White is the largest self-reported group for the surname Cousins in the 2020 Census, accounting for 62.8% (5,345 people in the source table).
Cousins appears across multiple self-reported groups in the Census data. The largest shares in the 2020 file are White (62.8%), Black (26.4%), Two or More Races (5.7%). For 2020, the source file also published raw headcounts for each group, which is why this page can show both percentages and counts in the ancestry section.
Yes. This page is using the latest surname file currently loaded on Name Census, which is 2020. The historical section above also keeps any older Census surname entries we have for Cousins (2000, 2010, 2020).
No. The Census Bureau only publishes surnames that appeared at least 100 times in a given decennial Census. That means very rare surnames are excluded entirely, and a surname can appear in one Census release but disappear from a later one if it falls below the reporting threshold.
There are two main reasons: rounding and suppression. The Census Bureau rounds published values, and it may suppress very small cells to protect privacy. For 2020, the Bureau also published raw group counts rather than direct percentages, so Name Census converts those counts back into shares for comparability across census years.
A surname derived from the French term "cousin," indicating a relative or descendant of an uncle. The fuller origin note on this page goes into more detail.

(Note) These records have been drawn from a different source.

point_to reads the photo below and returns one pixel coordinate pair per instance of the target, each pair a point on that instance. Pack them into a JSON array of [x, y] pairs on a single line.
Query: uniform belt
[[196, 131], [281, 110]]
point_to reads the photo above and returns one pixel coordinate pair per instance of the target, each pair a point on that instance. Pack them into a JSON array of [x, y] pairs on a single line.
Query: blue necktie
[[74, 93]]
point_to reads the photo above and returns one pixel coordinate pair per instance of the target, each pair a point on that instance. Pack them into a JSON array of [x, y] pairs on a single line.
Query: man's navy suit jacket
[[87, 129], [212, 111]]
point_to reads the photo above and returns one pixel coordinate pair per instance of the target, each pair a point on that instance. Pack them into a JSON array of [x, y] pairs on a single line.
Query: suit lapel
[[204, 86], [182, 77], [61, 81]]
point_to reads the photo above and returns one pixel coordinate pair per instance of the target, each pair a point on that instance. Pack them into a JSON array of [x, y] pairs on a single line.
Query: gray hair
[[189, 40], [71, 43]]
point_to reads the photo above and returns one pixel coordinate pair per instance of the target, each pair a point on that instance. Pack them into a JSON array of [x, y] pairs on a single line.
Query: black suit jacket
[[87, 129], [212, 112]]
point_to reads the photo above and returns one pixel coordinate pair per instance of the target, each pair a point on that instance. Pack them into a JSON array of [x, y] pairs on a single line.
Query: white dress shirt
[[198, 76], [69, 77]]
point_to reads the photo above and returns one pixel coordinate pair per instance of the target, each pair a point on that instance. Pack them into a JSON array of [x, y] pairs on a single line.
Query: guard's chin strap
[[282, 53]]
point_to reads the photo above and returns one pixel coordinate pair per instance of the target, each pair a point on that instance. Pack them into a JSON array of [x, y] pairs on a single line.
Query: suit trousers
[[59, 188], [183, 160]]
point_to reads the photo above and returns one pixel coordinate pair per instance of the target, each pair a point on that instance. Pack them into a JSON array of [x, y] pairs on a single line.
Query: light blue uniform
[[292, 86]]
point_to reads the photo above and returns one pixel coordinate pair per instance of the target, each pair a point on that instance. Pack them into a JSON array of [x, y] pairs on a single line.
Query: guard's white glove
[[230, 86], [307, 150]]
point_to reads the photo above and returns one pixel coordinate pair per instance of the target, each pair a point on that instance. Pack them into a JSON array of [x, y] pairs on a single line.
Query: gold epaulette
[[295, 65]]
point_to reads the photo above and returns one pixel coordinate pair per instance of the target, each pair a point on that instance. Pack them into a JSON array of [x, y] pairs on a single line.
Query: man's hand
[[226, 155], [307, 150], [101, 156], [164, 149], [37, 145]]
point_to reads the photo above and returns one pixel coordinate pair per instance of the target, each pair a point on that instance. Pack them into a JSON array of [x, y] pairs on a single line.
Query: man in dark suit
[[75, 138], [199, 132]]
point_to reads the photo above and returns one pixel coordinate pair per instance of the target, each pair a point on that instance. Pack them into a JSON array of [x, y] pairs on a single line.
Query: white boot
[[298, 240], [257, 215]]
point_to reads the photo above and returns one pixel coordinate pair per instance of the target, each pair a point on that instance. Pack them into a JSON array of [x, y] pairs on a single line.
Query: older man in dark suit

All surname statistics on Name Census are drawn from the US Census Bureau's decennial surname frequency tables. These files list every surname that appeared 100 or more times in the 2020 Census, along with a count, a per-100,000 rate, and a self-reported demographic breakdown. You can read the full explanation on our methodology page.
For surnames, Name Census does not age cohorts the way it does for first names. Instead, it takes the Census Bureau's published frequency for Cousins (2.85 per 100,000) and applies that rate to the current U.S. resident population to estimate how many living Americans have the surname today.
For a quick modern estimate, our sister site HowManyOfMe.org answers that in one glance, with the living-bearer count front and centre.